In linea con la propria giurisprudenza, la Corte costituzionale ci dice che non è possibile agganciare al treno in corsa del decreto legge una carrozza diversa da tutte le altre. Altrimenti, sulla tratta veloce e semplificata dell’art. 77 Cost., scorrerebbero vagoni che devono viaggiare sui binari ordinari del confronto parlamentare. E’ un disco rosso che vale anche quando il locomotore è un decreto legge «a contenuto plurimo»: come quello in esame, che originariamente si occupava di materie eterogenee.

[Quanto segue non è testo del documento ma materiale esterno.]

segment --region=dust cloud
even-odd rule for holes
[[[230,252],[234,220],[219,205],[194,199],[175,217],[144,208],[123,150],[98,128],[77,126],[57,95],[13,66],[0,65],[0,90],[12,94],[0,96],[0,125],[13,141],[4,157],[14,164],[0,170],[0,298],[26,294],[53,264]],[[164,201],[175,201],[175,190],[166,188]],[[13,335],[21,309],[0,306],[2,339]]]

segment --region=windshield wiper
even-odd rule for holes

Né la sua unica disposizione in tema di stupefacenti era un vagone su cui potessero salire i due articoli impugnati (su ventitré) della Fini-Giovanardi, perché differenti per materia, finalità e natura giuridica. Un conto, infatti, è occuparsi della persona tossicodipendente con una norma processuale che mira al suo recupero. Altro è sovrapporvi una disciplina penale sugli stupefacenti a fini repressivi.

La scelta normativa di parificare droghe leggere e pesanti, inasprendone il regime sanzionatorio, finisce così su un binario morto. Al suo posto rivivono le mai validamente abrogate norme della legge Vassalli-Jervolino, come emendate dal referendum del 1993 (di cui però, la sentenza tace).

Archiviata con soddisfazione la battaglia vinta a Palazzo della Consulta, vanno ora sciolti nodi giuridici intricati.

Di alcuni la soluzione è in sentenza. Sarà compito del giudice – si legge – impedire che nei processi in corso l’imputato subisca un trattamento più sfavorevole. Come anche individuare, tra le norme che rinviano ai due articoli annullati, quelle non più applicabili perché prive di oggetto. Quanto alla sorte di ciò che resta della Fini-Giovanardi, pare segnata: il vizio accertato in sentenza, infatti, contagia quella disciplina integralmente. Saranno però necessarie «eventuali ulteriori impugnative» delle disposizioni sopravvissute: facile a dirsi, meno a farsi, date le strettoie nell’accesso al giudice delle leggi. Il rischio è che, come morti viventi, continuino ad esistere norme certamente incostituzionali.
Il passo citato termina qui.